الْعَادَةُ الْمُطَّرِدَةُ فِي بَعْضِ
الْبِلَادِ لِدَفْعِ شَرِّ الْجِنِّ مِنْ وَضْعِ طَعَامٍ أَوْ نَحْوِهِ فِي
الْأَبْيَارِ أَوِ الزَّرْعِ وَقْتَ حَصَادِهِ وَفِى كُلِّ مَكَانٍ يُظَنُّ
أَنَّهُ مَأْوَى الْجِنِّ وَكَذَلِكَ إِيقَادُ السَّرْجِ فِي مَحَلِّ اِدْخَارِ نَحْوِ
الْأُرْزِ اِلَى سَبْعَةِ أَيَّامٍ مِنْ يَوْمِ الْإِدْخَارِ وَنَحْوِ ذَلِكَ
كُلُّ ذَلِكَ حَرَامٌ حَيْثُ قُصِدَ بِهِ التَّقَرُّبُ إِلَى الْجِنِّ بَلْ إِنْ
قُصِدَ التَّعْظِيْمُ وَالْعِبَادَةُ لَهُ كَانَ ذَلِكَ كُفْرًا وَالْعِيَاذَ
بِاللّٰهِ قِيَاسًا عَلَى الذَّبْحِ لِلْأَصْنَامِ الْمَنْصُوْصِ فِي كُتُبِهِمْ.
(بلغة الطلاب، ص ٩٠-٩١)
Tradisi
yang sudah mengakar disebagian masyarakat yang menyajikan makanan dan
semacamnya kemudian diletakkan di dekat sumur atau tanaman yang hendak dipanen
dan di tempat-tempat lain yang dianggap tempatnya jin, serta tradisi lain
seperti menyalakan beberapa lampu di tempat penyimpanan padi selama tujuh hari
yang dimulai dari hari pertama menyimpan padi tersebut, begitu pula
tradisi-tradisi lain seperti dua contoh di atas itu hukumnya haram jika memang
bertujuan mendekatkan diri kepada jin, bahkan jika bertujuan mengagungkan dan
menyembah jin, maka hal tersebut bisa menjadikan kufur.

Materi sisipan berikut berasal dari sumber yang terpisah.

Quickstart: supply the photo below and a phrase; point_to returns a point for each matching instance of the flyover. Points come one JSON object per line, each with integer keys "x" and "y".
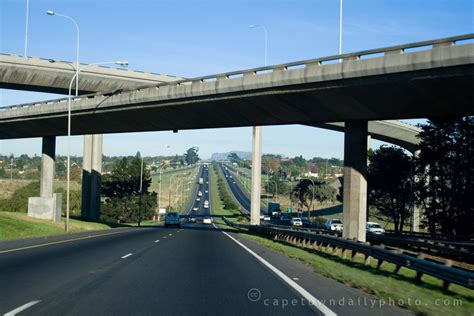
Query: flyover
{"x": 425, "y": 79}
{"x": 53, "y": 76}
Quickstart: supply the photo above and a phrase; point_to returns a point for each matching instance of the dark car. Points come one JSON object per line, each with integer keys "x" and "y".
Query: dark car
{"x": 172, "y": 219}
{"x": 285, "y": 219}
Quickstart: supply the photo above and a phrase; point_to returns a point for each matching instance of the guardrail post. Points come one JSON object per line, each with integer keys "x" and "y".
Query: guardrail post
{"x": 367, "y": 260}
{"x": 380, "y": 263}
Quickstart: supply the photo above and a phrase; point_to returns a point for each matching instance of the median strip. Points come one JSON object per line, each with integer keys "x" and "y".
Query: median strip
{"x": 63, "y": 241}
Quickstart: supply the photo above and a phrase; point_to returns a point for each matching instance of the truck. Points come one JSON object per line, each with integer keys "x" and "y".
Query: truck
{"x": 274, "y": 209}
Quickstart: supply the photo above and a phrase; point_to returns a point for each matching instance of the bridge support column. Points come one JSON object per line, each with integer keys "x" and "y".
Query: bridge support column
{"x": 86, "y": 177}
{"x": 96, "y": 178}
{"x": 48, "y": 204}
{"x": 355, "y": 179}
{"x": 256, "y": 175}
{"x": 48, "y": 158}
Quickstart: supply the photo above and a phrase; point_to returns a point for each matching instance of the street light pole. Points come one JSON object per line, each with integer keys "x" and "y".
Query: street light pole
{"x": 340, "y": 27}
{"x": 123, "y": 63}
{"x": 26, "y": 28}
{"x": 77, "y": 44}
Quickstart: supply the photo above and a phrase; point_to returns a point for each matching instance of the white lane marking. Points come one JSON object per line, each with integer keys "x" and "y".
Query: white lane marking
{"x": 310, "y": 298}
{"x": 21, "y": 308}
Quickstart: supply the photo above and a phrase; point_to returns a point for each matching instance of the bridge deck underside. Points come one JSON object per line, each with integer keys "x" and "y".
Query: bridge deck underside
{"x": 415, "y": 94}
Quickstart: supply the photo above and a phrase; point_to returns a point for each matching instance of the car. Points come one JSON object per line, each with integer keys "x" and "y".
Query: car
{"x": 285, "y": 219}
{"x": 374, "y": 228}
{"x": 305, "y": 222}
{"x": 296, "y": 221}
{"x": 172, "y": 219}
{"x": 334, "y": 225}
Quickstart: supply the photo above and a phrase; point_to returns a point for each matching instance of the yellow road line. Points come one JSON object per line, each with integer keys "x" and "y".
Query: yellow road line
{"x": 63, "y": 241}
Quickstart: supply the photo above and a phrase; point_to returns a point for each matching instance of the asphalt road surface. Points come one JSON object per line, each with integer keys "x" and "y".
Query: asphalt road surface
{"x": 194, "y": 270}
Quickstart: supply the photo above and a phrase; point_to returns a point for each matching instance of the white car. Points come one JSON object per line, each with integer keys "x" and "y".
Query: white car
{"x": 334, "y": 224}
{"x": 374, "y": 228}
{"x": 296, "y": 221}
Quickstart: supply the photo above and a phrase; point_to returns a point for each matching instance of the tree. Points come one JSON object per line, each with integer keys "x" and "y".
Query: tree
{"x": 191, "y": 156}
{"x": 389, "y": 184}
{"x": 302, "y": 194}
{"x": 445, "y": 175}
{"x": 124, "y": 200}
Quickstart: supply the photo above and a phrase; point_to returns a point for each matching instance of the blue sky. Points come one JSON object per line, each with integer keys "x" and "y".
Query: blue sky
{"x": 193, "y": 38}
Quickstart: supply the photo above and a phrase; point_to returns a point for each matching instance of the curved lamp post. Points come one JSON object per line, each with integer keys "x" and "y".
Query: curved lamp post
{"x": 122, "y": 63}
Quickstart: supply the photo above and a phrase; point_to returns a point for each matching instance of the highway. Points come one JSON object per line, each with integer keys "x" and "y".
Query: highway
{"x": 197, "y": 269}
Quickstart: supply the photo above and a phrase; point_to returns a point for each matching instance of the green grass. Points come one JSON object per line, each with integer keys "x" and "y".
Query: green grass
{"x": 19, "y": 226}
{"x": 191, "y": 174}
{"x": 383, "y": 283}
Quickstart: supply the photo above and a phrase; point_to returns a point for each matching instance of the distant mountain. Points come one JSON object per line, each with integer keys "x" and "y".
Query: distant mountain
{"x": 223, "y": 156}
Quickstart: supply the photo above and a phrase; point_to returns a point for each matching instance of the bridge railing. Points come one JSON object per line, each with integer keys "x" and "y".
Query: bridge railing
{"x": 319, "y": 241}
{"x": 365, "y": 54}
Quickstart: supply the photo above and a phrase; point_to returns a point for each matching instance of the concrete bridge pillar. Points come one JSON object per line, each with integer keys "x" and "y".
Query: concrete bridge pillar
{"x": 91, "y": 177}
{"x": 355, "y": 179}
{"x": 256, "y": 175}
{"x": 48, "y": 158}
{"x": 48, "y": 204}
{"x": 96, "y": 177}
{"x": 86, "y": 177}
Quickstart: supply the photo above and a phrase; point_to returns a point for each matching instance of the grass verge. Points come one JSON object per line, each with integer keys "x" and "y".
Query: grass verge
{"x": 426, "y": 298}
{"x": 19, "y": 226}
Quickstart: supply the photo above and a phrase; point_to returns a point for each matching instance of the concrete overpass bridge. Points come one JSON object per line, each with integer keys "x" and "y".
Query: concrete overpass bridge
{"x": 425, "y": 79}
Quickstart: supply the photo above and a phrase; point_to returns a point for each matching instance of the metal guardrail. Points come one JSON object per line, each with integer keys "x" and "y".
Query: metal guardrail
{"x": 446, "y": 250}
{"x": 398, "y": 49}
{"x": 317, "y": 241}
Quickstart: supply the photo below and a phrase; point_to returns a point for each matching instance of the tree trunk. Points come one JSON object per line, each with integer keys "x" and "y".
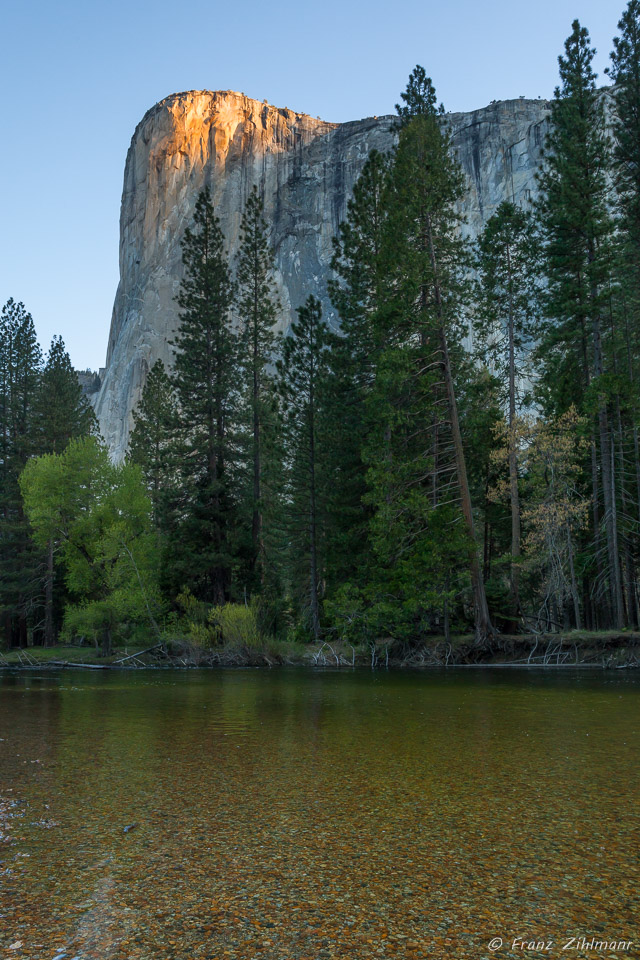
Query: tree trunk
{"x": 48, "y": 598}
{"x": 513, "y": 456}
{"x": 574, "y": 585}
{"x": 483, "y": 625}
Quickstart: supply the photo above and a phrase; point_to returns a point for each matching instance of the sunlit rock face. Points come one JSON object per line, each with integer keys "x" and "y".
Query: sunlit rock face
{"x": 305, "y": 169}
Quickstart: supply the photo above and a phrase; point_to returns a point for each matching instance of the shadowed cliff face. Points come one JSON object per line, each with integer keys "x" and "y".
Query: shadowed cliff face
{"x": 306, "y": 170}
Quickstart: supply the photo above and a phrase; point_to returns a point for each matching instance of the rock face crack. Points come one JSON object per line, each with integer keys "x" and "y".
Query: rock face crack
{"x": 305, "y": 168}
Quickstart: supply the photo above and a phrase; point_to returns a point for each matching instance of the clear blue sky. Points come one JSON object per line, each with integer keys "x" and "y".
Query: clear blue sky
{"x": 76, "y": 77}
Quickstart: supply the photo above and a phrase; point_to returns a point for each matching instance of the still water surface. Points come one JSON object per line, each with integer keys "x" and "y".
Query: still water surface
{"x": 293, "y": 815}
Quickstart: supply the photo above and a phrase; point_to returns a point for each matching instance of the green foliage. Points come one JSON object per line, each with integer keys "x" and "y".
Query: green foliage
{"x": 206, "y": 384}
{"x": 20, "y": 365}
{"x": 258, "y": 308}
{"x": 101, "y": 515}
{"x": 60, "y": 410}
{"x": 302, "y": 372}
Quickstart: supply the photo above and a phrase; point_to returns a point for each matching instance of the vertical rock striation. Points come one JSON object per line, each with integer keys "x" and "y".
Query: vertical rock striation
{"x": 306, "y": 170}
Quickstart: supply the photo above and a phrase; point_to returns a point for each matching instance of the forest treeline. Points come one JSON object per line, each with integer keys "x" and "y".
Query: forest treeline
{"x": 378, "y": 478}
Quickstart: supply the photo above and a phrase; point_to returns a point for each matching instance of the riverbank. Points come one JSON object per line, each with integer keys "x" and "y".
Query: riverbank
{"x": 605, "y": 649}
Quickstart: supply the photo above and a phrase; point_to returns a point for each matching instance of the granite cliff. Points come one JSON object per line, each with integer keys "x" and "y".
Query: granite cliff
{"x": 306, "y": 170}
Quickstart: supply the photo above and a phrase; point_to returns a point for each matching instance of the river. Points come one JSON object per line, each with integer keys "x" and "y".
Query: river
{"x": 300, "y": 815}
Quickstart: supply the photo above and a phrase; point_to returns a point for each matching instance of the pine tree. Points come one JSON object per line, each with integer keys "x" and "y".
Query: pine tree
{"x": 302, "y": 372}
{"x": 60, "y": 413}
{"x": 206, "y": 384}
{"x": 257, "y": 307}
{"x": 20, "y": 363}
{"x": 625, "y": 74}
{"x": 577, "y": 230}
{"x": 153, "y": 442}
{"x": 357, "y": 295}
{"x": 421, "y": 323}
{"x": 508, "y": 297}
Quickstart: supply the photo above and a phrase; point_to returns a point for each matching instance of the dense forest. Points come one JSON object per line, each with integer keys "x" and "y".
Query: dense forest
{"x": 381, "y": 479}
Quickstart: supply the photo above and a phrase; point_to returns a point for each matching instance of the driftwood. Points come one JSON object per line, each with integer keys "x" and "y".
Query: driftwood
{"x": 138, "y": 653}
{"x": 66, "y": 663}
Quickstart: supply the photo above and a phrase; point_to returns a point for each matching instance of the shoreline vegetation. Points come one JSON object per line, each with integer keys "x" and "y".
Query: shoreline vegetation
{"x": 605, "y": 649}
{"x": 375, "y": 486}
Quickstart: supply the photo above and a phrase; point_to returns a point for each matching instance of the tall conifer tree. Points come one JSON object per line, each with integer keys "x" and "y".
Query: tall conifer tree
{"x": 206, "y": 383}
{"x": 61, "y": 413}
{"x": 257, "y": 306}
{"x": 577, "y": 230}
{"x": 20, "y": 363}
{"x": 421, "y": 321}
{"x": 509, "y": 302}
{"x": 302, "y": 374}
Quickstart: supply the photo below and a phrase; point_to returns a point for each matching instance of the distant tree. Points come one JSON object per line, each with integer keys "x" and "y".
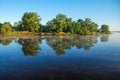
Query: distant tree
{"x": 105, "y": 28}
{"x": 31, "y": 22}
{"x": 0, "y": 27}
{"x": 61, "y": 22}
{"x": 6, "y": 28}
{"x": 18, "y": 26}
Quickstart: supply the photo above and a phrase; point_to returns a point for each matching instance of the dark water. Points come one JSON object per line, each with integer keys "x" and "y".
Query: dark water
{"x": 92, "y": 57}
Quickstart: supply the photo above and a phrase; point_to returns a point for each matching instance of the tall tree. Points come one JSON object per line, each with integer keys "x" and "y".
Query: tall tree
{"x": 31, "y": 22}
{"x": 105, "y": 28}
{"x": 0, "y": 27}
{"x": 6, "y": 28}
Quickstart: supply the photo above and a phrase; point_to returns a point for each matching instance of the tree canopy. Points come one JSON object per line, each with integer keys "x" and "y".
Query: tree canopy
{"x": 6, "y": 28}
{"x": 30, "y": 22}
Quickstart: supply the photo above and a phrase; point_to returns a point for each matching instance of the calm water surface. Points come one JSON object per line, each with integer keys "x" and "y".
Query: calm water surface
{"x": 92, "y": 57}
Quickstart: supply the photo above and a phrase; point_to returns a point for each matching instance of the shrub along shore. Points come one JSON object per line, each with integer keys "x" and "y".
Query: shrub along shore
{"x": 60, "y": 25}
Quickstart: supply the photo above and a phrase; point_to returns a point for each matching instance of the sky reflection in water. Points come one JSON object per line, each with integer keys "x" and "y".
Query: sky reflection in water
{"x": 92, "y": 57}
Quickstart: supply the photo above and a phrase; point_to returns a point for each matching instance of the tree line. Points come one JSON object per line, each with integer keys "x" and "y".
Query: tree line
{"x": 30, "y": 22}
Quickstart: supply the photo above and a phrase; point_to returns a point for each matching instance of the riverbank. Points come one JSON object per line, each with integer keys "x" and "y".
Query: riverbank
{"x": 26, "y": 33}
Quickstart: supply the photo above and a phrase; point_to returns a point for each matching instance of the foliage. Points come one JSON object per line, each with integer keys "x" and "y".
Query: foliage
{"x": 60, "y": 24}
{"x": 30, "y": 22}
{"x": 105, "y": 28}
{"x": 6, "y": 28}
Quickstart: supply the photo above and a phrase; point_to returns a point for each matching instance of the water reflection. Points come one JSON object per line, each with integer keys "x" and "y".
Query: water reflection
{"x": 61, "y": 44}
{"x": 31, "y": 46}
{"x": 5, "y": 41}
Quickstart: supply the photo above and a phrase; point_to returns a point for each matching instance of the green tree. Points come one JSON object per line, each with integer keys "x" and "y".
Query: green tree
{"x": 0, "y": 27}
{"x": 61, "y": 22}
{"x": 105, "y": 28}
{"x": 6, "y": 28}
{"x": 31, "y": 22}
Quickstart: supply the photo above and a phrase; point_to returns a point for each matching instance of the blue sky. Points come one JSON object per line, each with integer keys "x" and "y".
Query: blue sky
{"x": 100, "y": 11}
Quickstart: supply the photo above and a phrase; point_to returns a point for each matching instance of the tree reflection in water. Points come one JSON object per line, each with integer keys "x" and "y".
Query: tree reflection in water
{"x": 5, "y": 41}
{"x": 30, "y": 46}
{"x": 61, "y": 44}
{"x": 104, "y": 37}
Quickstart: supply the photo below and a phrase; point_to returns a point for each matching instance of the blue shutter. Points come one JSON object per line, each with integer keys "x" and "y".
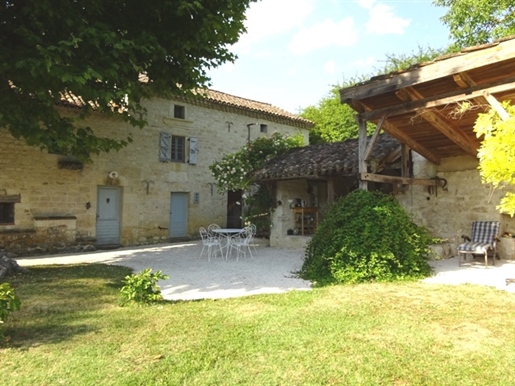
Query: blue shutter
{"x": 165, "y": 144}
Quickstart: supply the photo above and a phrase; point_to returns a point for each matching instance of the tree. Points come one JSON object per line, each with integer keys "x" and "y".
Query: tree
{"x": 473, "y": 22}
{"x": 98, "y": 51}
{"x": 497, "y": 151}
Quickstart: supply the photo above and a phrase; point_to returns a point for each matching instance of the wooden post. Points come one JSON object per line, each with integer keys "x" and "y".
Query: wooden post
{"x": 362, "y": 148}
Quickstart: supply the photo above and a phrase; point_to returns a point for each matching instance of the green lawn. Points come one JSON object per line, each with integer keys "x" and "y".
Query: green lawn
{"x": 71, "y": 331}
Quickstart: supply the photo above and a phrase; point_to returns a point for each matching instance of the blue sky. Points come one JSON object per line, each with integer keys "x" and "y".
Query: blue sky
{"x": 295, "y": 50}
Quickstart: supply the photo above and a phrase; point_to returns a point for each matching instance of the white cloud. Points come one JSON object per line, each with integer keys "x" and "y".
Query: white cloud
{"x": 330, "y": 67}
{"x": 383, "y": 20}
{"x": 367, "y": 4}
{"x": 324, "y": 34}
{"x": 268, "y": 18}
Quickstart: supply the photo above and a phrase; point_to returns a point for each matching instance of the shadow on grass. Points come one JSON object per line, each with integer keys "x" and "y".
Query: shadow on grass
{"x": 62, "y": 301}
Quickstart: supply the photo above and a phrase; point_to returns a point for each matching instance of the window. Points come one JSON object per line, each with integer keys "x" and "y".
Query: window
{"x": 179, "y": 112}
{"x": 172, "y": 148}
{"x": 178, "y": 149}
{"x": 7, "y": 213}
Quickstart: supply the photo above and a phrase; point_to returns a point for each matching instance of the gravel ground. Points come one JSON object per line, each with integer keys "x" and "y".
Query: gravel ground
{"x": 272, "y": 270}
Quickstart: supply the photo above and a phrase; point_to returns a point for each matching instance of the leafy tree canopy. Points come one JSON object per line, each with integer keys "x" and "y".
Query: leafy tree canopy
{"x": 474, "y": 22}
{"x": 97, "y": 50}
{"x": 497, "y": 152}
{"x": 334, "y": 121}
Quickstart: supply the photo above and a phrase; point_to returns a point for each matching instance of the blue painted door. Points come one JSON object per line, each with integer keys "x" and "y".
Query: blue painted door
{"x": 178, "y": 214}
{"x": 108, "y": 215}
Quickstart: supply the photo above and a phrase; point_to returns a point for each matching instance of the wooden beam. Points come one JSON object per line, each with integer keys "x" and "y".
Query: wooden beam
{"x": 497, "y": 52}
{"x": 402, "y": 137}
{"x": 496, "y": 106}
{"x": 436, "y": 119}
{"x": 464, "y": 80}
{"x": 398, "y": 180}
{"x": 10, "y": 198}
{"x": 405, "y": 160}
{"x": 440, "y": 100}
{"x": 362, "y": 147}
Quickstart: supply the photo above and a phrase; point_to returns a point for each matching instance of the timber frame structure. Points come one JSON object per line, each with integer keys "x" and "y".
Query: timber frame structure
{"x": 431, "y": 108}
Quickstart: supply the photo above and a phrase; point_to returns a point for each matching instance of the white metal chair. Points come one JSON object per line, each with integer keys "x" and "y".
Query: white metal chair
{"x": 241, "y": 243}
{"x": 209, "y": 242}
{"x": 253, "y": 229}
{"x": 484, "y": 238}
{"x": 210, "y": 228}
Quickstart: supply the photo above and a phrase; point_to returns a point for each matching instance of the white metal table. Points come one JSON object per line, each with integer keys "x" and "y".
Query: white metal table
{"x": 227, "y": 233}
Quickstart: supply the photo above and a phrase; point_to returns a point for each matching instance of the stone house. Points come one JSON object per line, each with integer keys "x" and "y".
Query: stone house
{"x": 306, "y": 179}
{"x": 431, "y": 108}
{"x": 158, "y": 188}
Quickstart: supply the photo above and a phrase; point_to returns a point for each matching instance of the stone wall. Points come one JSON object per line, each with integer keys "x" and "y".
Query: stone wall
{"x": 50, "y": 191}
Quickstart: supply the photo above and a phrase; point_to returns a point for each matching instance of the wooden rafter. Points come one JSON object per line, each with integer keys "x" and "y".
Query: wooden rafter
{"x": 403, "y": 137}
{"x": 464, "y": 81}
{"x": 373, "y": 139}
{"x": 436, "y": 119}
{"x": 399, "y": 180}
{"x": 496, "y": 106}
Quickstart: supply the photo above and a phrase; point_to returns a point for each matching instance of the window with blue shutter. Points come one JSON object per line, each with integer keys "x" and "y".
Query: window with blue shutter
{"x": 165, "y": 144}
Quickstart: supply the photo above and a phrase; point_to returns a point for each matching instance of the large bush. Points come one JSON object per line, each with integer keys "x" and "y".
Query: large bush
{"x": 366, "y": 236}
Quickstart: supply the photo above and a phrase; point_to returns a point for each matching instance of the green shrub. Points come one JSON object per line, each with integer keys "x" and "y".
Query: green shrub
{"x": 9, "y": 302}
{"x": 142, "y": 288}
{"x": 366, "y": 236}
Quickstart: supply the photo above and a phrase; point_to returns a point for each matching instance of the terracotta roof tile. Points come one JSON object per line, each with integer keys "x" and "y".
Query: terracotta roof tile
{"x": 219, "y": 100}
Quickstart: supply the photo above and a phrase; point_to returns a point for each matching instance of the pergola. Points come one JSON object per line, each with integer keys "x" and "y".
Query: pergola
{"x": 431, "y": 108}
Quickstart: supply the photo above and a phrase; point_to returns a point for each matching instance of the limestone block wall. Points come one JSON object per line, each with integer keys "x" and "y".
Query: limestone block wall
{"x": 48, "y": 191}
{"x": 282, "y": 218}
{"x": 449, "y": 213}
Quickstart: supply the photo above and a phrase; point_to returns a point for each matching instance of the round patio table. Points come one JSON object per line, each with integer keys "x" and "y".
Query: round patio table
{"x": 227, "y": 233}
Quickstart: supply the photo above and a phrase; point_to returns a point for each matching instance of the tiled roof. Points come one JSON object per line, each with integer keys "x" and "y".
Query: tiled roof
{"x": 325, "y": 160}
{"x": 223, "y": 101}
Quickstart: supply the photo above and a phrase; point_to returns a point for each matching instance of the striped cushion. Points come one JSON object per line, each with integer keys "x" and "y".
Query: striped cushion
{"x": 483, "y": 237}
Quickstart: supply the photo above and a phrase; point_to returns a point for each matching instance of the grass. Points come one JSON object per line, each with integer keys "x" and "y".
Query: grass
{"x": 71, "y": 331}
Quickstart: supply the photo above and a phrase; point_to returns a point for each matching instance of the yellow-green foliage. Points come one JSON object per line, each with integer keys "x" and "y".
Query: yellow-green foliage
{"x": 497, "y": 153}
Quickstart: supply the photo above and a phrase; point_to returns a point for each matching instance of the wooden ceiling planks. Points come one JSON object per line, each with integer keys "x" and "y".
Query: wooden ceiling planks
{"x": 425, "y": 106}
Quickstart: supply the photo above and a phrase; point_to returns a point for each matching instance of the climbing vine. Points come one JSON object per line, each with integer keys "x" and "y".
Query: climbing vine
{"x": 234, "y": 172}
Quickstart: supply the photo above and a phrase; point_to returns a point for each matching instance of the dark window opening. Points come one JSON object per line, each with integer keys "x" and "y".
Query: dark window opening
{"x": 179, "y": 112}
{"x": 178, "y": 149}
{"x": 7, "y": 213}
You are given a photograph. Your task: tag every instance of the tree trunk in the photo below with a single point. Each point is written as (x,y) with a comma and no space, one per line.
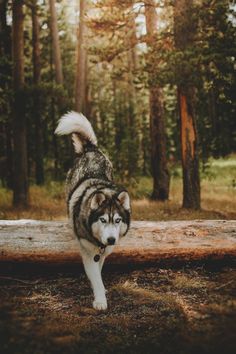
(39,171)
(184,30)
(20,188)
(80,85)
(5,67)
(161,177)
(55,44)
(168,243)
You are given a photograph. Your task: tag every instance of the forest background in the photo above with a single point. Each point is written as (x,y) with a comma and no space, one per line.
(155,78)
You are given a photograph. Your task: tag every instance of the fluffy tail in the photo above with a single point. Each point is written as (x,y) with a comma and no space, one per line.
(80,128)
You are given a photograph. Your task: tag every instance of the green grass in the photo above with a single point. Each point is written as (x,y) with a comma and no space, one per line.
(218,195)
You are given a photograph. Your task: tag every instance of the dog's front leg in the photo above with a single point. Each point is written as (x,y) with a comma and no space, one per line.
(93,272)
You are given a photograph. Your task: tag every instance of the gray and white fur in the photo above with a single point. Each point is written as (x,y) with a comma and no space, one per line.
(98,209)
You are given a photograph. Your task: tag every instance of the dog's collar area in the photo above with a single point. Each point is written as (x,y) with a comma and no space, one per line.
(97,257)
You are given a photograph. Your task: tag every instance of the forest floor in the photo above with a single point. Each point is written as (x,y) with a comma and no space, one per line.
(150,311)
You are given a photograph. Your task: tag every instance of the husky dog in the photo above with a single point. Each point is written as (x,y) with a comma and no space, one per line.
(99,210)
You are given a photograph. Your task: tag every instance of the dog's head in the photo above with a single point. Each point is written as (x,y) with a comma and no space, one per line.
(110,216)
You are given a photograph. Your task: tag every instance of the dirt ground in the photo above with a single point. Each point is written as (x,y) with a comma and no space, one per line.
(150,311)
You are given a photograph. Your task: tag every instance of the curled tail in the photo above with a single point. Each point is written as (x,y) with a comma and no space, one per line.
(78,125)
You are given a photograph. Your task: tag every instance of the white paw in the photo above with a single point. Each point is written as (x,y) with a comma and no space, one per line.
(100,305)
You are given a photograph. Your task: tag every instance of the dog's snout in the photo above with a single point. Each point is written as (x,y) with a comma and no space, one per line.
(111,240)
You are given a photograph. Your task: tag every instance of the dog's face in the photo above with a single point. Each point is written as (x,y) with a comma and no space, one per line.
(110,217)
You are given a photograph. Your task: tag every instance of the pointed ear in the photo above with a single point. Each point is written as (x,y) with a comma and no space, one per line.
(124,200)
(97,200)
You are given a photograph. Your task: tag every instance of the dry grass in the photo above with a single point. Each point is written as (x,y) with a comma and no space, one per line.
(150,311)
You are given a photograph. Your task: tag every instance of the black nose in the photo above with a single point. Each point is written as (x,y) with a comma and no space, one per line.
(111,240)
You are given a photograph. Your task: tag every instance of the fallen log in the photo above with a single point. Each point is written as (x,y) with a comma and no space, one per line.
(53,242)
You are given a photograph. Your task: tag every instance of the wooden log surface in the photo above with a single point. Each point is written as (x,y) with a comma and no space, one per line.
(53,242)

Keputusan hukum ini
diqiyaskan dengan hukum penyembelihan hewan yang dipersembahkan untuk berhala
yang disebutkan oleh fuqaha dalam kitab-kitab mereka. (Bulghah al-Thullab, hal.
90-91).
(قَوْلُهُ: أَوْ بِقَصْدِهِمْ:
حَرُمَ) أَيْ أَوْ ذَبَحَ بِقَصْدِ الْجِنِّ لَا تَقَرُّبًا إِلَى اللَّهِ حَرُمَ ذَبْحُهُ
وَصَارَتْ ذَبِيحَتُهُ مَيْتَةً بَلْ إِنْ قَصَدَ التَّقَرُّبَ وَالْعِبَادَةَ لِلْجِنِّ
كَفَرَ. (حاشية إعانة الطالبين ، ج ٢، ص: ٣٩٧)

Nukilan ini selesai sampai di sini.